The control panel installation plate for assembly with the cutting machine.
The compensator installation plate for compensator mounting.
4. Engineering Application
The engineering application steps of the control panel are as follows:
Workers assemble the ROV control panel and the cutting machine on the deck, and the crane lowers the cutting machine to the pipeline cutting position.
The ROV is positioned, and the Hot Stab is connected to the corresponding interface on the panel. After confirming normal operation, the ROV manipulator opens the switch valve on the control panel, connecting the hydraulic system's oil circuit.
The ROV opens the pipe-holding action control valve to its working position, the clamp hydraulic cylinder piston extends, the cutting machine clamps the pipeline, and after confirming the correct pressure reading, the control valve is returned to the center position.
The ROV opens the feed action control valve to its working position, the hydraulic motor rotates forward, the feed disc moves downward, and when it reaches a position about 10 mm above the pipeline, the control valve switch is returned to the center position to pause the movement.
Open the cutting action control valve switch to rotate the diamond bead rope to the cutting speed. After confirming the overall stability of the mechanism and normal pressure, reopen the feed control valve to its working position to start cutting the pipeline.
After the operation is completed, the mechanism is sequentially reset and closed, and then recovered.

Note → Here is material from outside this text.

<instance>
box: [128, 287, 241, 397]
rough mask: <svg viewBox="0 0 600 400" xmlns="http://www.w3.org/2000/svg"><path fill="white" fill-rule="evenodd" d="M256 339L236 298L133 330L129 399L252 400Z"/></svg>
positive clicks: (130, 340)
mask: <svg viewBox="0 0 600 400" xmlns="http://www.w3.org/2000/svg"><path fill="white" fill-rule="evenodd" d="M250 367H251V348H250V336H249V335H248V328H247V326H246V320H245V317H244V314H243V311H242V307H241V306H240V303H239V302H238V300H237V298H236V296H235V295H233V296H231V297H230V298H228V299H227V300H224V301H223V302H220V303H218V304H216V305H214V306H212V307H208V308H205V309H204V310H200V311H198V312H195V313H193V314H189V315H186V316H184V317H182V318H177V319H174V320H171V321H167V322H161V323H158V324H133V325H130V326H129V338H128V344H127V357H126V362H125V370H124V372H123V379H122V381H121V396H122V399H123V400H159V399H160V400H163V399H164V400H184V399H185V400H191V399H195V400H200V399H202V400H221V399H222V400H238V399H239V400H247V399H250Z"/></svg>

The actual manufactured control panel is shown in Figure 6. Practical application has shown that the control panel can effectively solve the deep-water control issues of diamond wire cutting machines and improve their underwater operation efficiency.
5. Conclusion
In response to the problems encountered by diamond wire cutting machines during deep-water pipeline repair, this paper proposes an ROV control panel solution, conducts hydraulic system and overall structural design, and successfully applies it in practice, promoting the progress of deep-water pipeline repair technology.